Praia Formosa: a utopia de um corredor cultural

Escrito por
Luiz Carlos Diógenes de Oliveira producaodiario@svm.com.br
Luiz Carlos Diógenes de Oliveira
Legenda: Luiz Carlos Diógenes de Oliveira é escritor

Praia Formosa, paisagem nostálgica pintada em crônicas oculares da Fortaleza antiga, é uma página que não vira. Revira o passado, no presente. Vaga de um futuro ausente. Rasgá-la ainda não dissolve sua poesia imarcescível. Fortaleza, tricentenária hoje, em seus 200 anos banhava-se de sol e mar naquelas areias portuárias, adocicadas pelo Riacho Pajeú. Pegadas ficaram na alma esticada de saudosa memória. Dor revolta que revive na teima. 

Praia Formosa, rediviva, utopia a ser perseguida a partir do último lance de um certo Corredor Cultural, anunciado para a cidade de Fortaleza. Reitoria da UFC, estação primeira, largando-se para Estação das Artes, Passeio Público, Caixa Cultural, entre outros símbolos e sítios históricos. O ilustrado e cultivado “corredorista”, à derradeira estação, Café Atlântico/Labomar, largado restará à porta do mais simbólico cemitério ecológico de Fortaleza. Dispensando qualquer olhar histórico mais apurado, ouriçados ficarão os sentidos perscrutando os miasmas de um cadáver insepulto. 

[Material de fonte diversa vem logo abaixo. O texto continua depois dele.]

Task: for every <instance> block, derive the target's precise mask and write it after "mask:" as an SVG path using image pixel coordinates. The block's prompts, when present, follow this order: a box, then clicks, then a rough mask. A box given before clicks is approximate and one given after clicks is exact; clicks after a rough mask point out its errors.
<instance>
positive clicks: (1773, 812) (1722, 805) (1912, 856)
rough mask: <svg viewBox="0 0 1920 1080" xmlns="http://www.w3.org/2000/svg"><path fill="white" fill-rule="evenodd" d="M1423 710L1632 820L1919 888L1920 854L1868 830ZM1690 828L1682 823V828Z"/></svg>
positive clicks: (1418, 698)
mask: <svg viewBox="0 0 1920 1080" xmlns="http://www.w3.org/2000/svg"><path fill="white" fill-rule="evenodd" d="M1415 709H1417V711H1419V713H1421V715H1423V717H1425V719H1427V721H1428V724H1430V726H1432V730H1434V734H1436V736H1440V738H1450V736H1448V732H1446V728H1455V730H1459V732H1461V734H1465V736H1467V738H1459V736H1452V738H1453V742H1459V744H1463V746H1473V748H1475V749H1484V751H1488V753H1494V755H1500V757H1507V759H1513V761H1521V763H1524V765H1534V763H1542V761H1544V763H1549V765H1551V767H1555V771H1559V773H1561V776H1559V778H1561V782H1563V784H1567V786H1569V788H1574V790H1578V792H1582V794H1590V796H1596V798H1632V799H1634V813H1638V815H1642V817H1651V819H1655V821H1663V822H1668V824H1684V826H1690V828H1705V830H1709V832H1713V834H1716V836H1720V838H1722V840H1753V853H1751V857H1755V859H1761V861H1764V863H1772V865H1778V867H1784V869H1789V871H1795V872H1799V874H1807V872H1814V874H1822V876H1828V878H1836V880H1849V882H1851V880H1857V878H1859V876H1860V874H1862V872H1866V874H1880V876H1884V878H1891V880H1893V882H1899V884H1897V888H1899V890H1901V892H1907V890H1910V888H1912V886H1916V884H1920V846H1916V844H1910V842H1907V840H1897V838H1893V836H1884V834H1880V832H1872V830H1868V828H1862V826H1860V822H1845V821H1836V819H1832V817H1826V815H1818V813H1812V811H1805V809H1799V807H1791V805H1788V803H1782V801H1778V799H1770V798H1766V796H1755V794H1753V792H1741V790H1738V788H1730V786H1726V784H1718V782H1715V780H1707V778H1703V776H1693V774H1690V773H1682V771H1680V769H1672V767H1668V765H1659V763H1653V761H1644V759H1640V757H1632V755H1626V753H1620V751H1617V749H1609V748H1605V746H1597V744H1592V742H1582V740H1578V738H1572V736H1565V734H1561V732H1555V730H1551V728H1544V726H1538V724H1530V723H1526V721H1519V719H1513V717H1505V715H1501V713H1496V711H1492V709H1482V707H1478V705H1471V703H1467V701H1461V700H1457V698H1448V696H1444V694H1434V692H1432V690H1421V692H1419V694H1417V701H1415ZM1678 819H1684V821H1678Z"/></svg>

O privatismo levantou muros, por trás dos quais apenas os céus e as bolsas testemunham náuticos negócios. No abraço de terra e mar, todavia, a foz do Pajeú ainda procura a Praia Formosa, entre denúncia e lembrança de seus direitos, ao esplendor da vida, violados. Campus da UFC na Praia de Iracema, assentado nas ciências naturais, para além de um linear olhar cartesiano, ousando atravessar muros pela epistêmica verruma das ciências sociais, reaviva uma brasa no borralho da história. 

Ali Fortaleza se mostra nua! Basta um olhar à direita e à esquerda. De um lado, os donos das verdades estabelecidas e imutáveis, arranhando os céus, do outro, os caranguejeiros arranhando nacos de chão.    

Prostrar-se em inabalável muro segregacionista ou, resolutamente, ser ponte integracionista, como sonhara Dragão do Mar e Jacaré naquele berço histórico? Praia Formosa, como graça humanizada da obra divina, altar patrimonial da Fortaleza amada, ressuscita, na utopia esperançosa, incerta, de um certo Corredor Cultural.